Richard Beddard recently looked at chart produced by Morgan Stanley showing which investment strategies are suited to each market phase (bull. bear etc.), and, quite correctly, commented that he did not think it possible to anticipate changes is market phase well enough. I think Richard underestimates the dangers of Morgan Stanley's suggestions, and I think that there is a better alternative that I have suggested before.
The danger lies in the weaknesses of the strategies if you switch out too late. If you buy growth and on momentum at the peak, you better be out of it before the bubble bursts, because those high fliers are going to see the worst crashes when it does. Being too slow at the other transitions would not be as bad, but it would still lead to under-performance.
What I think would work better is to be contrarian on strategy: something I have discussed briefly already. As a bull run gathers pace investors tend to lose interest in value, and concentrate on growth, because that is that is performing well. This leads to value becoming under-valued and growth over-valued. Not the causality: the valuations are a result of a change investors attitudes that cannot be justified by a change in fundamentals.

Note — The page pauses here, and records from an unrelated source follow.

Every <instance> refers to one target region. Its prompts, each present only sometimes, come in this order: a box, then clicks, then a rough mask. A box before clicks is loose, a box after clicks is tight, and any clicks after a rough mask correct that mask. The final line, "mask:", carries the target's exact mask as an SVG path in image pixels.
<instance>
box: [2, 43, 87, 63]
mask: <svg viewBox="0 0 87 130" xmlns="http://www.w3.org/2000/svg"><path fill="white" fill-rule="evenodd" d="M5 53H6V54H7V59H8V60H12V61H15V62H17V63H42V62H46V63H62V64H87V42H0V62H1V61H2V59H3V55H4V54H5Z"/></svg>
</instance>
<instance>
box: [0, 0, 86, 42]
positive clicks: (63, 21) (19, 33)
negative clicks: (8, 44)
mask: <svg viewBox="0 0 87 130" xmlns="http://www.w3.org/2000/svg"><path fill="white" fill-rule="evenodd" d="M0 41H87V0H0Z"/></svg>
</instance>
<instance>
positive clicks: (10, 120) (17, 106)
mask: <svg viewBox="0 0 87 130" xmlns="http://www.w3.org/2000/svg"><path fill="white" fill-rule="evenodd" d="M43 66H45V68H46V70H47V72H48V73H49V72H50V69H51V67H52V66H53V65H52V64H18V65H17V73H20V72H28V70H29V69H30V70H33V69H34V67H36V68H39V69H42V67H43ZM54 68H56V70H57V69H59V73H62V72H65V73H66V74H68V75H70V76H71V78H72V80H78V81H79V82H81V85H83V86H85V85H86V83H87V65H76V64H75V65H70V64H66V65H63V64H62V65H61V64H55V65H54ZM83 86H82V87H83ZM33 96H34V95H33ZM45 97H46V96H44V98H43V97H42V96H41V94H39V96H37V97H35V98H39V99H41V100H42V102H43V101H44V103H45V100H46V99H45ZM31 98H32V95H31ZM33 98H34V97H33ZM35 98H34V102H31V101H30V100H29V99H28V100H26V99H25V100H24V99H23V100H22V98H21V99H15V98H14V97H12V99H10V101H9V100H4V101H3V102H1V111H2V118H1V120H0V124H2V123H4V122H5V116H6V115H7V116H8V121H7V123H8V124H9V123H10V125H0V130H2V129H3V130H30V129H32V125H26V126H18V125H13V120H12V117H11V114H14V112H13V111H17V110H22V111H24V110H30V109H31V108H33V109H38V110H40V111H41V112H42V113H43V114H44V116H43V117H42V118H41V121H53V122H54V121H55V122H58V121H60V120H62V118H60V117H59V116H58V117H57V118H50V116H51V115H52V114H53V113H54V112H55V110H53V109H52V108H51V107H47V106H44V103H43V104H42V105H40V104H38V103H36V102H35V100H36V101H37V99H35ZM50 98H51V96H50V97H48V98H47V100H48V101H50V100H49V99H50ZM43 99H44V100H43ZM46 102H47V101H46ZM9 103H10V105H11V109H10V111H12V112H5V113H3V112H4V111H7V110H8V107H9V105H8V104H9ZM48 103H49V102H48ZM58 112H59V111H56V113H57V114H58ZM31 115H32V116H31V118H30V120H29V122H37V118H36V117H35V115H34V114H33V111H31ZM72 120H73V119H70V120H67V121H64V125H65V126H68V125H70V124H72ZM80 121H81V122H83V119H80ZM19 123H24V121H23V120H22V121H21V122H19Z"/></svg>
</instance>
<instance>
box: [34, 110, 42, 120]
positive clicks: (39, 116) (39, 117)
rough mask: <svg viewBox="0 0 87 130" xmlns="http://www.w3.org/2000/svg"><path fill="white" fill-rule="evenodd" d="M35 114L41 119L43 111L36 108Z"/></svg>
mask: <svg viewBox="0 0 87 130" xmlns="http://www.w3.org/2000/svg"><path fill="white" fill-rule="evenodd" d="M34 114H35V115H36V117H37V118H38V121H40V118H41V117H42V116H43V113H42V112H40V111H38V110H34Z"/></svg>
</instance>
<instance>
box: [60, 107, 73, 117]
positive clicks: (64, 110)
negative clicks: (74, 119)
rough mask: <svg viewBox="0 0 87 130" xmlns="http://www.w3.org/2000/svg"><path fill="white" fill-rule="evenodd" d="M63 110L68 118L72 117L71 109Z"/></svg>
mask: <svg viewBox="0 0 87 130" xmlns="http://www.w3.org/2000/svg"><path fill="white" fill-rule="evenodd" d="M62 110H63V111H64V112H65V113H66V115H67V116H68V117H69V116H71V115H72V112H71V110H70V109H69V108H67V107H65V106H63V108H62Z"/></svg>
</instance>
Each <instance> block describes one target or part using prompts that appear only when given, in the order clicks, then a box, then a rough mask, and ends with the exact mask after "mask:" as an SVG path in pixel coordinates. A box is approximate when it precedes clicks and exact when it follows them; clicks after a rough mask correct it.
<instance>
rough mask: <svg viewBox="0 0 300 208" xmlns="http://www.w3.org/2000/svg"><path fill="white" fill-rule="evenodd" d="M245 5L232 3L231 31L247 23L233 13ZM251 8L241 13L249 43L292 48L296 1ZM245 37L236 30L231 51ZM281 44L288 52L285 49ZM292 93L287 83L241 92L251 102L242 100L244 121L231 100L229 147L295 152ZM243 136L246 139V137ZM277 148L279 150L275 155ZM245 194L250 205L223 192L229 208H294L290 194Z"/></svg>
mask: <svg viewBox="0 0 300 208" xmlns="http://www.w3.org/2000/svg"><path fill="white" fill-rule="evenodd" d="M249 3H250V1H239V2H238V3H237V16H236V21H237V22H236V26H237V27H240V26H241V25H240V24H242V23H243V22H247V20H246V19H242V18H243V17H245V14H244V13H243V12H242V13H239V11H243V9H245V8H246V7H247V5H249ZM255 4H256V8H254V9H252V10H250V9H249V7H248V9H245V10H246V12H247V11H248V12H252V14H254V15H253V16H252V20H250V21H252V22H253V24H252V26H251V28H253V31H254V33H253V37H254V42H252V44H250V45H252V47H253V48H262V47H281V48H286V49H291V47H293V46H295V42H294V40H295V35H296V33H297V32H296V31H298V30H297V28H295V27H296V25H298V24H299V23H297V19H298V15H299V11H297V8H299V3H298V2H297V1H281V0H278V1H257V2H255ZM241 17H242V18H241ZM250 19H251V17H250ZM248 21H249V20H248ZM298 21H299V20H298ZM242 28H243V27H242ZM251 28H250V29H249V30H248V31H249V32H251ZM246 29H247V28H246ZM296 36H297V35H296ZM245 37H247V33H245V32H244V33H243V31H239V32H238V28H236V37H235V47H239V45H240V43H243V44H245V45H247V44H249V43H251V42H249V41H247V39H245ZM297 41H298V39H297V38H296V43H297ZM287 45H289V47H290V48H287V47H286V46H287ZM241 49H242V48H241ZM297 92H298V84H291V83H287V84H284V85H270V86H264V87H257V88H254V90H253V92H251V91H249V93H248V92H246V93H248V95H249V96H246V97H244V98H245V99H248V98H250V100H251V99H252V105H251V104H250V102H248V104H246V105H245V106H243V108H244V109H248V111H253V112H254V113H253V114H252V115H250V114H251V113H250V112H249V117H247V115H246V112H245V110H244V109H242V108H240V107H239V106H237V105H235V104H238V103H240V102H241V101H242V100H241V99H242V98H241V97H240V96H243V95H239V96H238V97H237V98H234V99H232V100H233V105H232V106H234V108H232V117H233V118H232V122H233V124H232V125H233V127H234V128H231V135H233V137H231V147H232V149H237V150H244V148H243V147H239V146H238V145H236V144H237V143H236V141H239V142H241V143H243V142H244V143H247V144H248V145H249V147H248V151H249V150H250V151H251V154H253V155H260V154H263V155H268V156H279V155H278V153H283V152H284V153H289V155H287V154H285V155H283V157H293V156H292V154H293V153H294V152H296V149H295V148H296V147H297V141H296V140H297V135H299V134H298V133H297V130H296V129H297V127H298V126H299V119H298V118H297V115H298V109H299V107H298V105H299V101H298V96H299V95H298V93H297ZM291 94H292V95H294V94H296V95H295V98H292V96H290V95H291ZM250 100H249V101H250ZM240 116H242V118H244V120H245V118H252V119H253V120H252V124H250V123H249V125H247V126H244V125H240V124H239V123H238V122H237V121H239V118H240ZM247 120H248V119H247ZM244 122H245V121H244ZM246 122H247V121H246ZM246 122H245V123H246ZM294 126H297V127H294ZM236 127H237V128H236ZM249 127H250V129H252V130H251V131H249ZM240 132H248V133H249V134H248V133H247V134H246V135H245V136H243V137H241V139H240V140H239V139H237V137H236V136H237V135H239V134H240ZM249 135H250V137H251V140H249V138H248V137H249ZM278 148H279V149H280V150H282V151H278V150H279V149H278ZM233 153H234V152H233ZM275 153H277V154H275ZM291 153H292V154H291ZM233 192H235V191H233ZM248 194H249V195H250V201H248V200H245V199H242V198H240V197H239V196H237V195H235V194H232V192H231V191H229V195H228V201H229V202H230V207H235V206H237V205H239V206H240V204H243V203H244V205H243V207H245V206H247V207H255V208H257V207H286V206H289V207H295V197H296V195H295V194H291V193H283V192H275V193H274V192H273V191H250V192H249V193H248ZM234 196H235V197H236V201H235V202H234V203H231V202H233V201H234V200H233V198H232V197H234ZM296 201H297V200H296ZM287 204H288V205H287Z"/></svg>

If you reach a stage when it is difficult to find people who are interested in value, that is the time to buy it.
The converse happens when markets crash, and persists for some time afterwards. That is the time to buy growth, when everyone else is playing it safe and buying value and worrying about financial strength (not that I am recommending buying companies close to insolvency).
To summarise: whatever is unfashionable is cheap, whatever everyone else is buying is over-rated.
The evidence is that value does better than growth over the long term, so if you must stick to one strategy, buy value, especially financially strong income shares. On the other hand, consistently swimming against the crowd's mentality is the way to find bargains. That said, I am not keen on being contrarian at the level of particular securities or commodities as that leads to buying deservedly cheap junk.